The focus on phishing scams may be distracting banks from more important security problems, a JPMorgan Chase & Co. executive says.
"I'm sick of hearing about phishing," said Richard A. Parry, the senior vice president in charge of risk management for fraud and remote channels at JPMorgan Chase. He spoke Thursday at a conference sponsored by Cyota Inc., which sells Internet anti-fraud products and services to financial companies.
By focusing on e-mail scams alone, Mr. Parry said, "you become completely blinded to the next risk, as you're preoccupied with what you perceive to be the current risk."
In phishing, criminals use e-mail to lure victims to fake bank Web sites where they may be tricked into revealing confidential personal information, such as online banking passwords.
The practice has grown significantly in the past year, but "I think phishing is last year's problem already," Mr. Parry said.
Phishing is just a new spin on older techniques, he said. It is "social engineering with a brilliant, efficient delivery channel; two or three years ago phishing was being done over the phone."
An approach that looks at protecting money rather than passwords will thwart more than just the threat of the day, Mr. Parry said. Banks should shift their focus from keeping information from criminals to making it harder for them to use it, he said.
"Your info's out there," Mr. Parry said. "I suggest you just get over it."
Current security approaches, many of which are geared toward protecting passwords or developing stronger passwords, protect only the front door, not the money locked behind it, he said - and there are many ways to get through those doors.
He asked his audience - many of whose members were Cyota customers - to consider ChoicePoint Inc., the Alpharetta, Ga., data broker that admitted in February that it had released personal data about 144,778 people to identity thieves. Though the company probably had strong security measures, he said, the criminals could obtain the information by simply signing up as customers and asking for it.
Once a criminal has obtained account details, Mr. Parry said, banks have only a short time to protect the customer. "The assumption on the Internet is that money is lost immediately, but that's not true," he said. "Funds don't leave the bank with a mouse click; they usually leave the next day."
Banks should "embrace a model that looks at the transaction coming in the door - not the money on the way out," he said.
This is even more vital, he said, when credit and deposit accounts are linked - for example, when a home equity line of credit can be accessed through a checking account - because access to credit makes the deposit accounts riskier.
Naftali Bennett, Cyota's chief executive, agreed that the phishers are often successful. "We have to assume that the bad guys will penetrate that authentication," he said. "It will happen."
As a result, he said, his company assumes that customers will eventually stop trusting computers, and that banks need to verify that those initiating transactions are really their customers.
Cyota will announce its newest approach to remote-access fraud on Wednesday. The product, named eSphinx, will monitor each log-in and transaction. It will be available in about six months, the company says.
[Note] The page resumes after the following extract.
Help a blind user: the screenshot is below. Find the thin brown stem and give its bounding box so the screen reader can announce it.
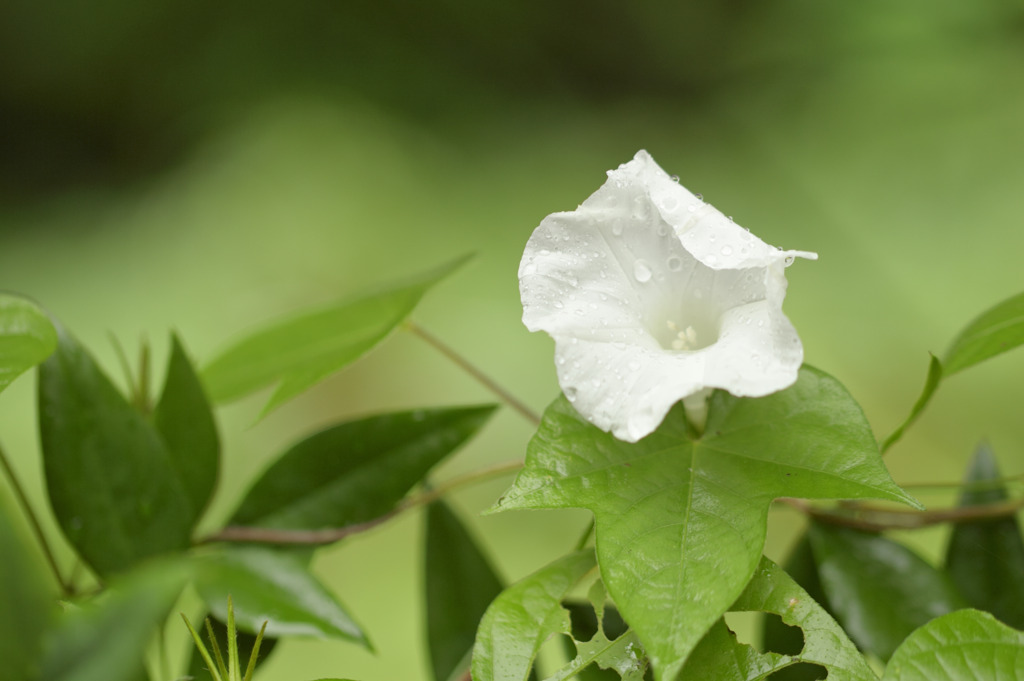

Ninety-seven percent of online banking transactions are low-risk and do not need stronger authentication, Cyota says. To identify the remaining 3%, eSphinx looks at the computer's identifying traits, its location, and other factors, such as the dollar value of the online transaction, and can ask for further authentication by phone.
Not all of the doubtful 3% of transactions are initiated by criminals, Mr. Bennett said. "They're just of a higher-risk nature. People do travel to Ghana; it happens."
Three major card-issuing banks have tested eSphinx, he said. Future versions will also address phone banking and other remote-access channels.
Amit Yoran, a director at Cyota, warned of an emerging threat from viruses that plant key-logging programs on victims' computers. The programs quietly monitor what users are typing, such as banking passwords, and later transmit them to a criminal.
Mr. Yoran said that some key-logging programs were developed to break into banks with the best security measures. They therefore may record only what victims type when visiting Web sites with advanced encryption and authentication, he said.
Banks and vendors are fighting a constant battle to keep up with evolving threats, Mr. Yoran said, but they must also develop ways to protect consumers after their online banking passwords have been stolen.
Mr. Parry said banks should use stronger authentication systems to monitor individual transactions, rather than just login attempts.
He also said they should improve procedures for establishing accounts, to prevent identity thieves from doing so with another person's name. Because such crimes often go unnoticed for a long time, he said, they can cost consumers and banks more than takeovers of legitimate accounts, which get more attention.
Mr. Parry asked his audience of about 40 people who had ever been a victim of such new-account fraud. One woman raised her hand. He said that a similar query at a recent speech to more than 250 people yielded two affirmative answers, while two-thirds of that group said they had been victims of account takeover-style crimes.
The responses may mean that victims of the new-account fraud are unaware of it, and that the banks are ignoring it while fighting account takeovers, Mr. Parry said. But "none of us is served by screwing this up," he said.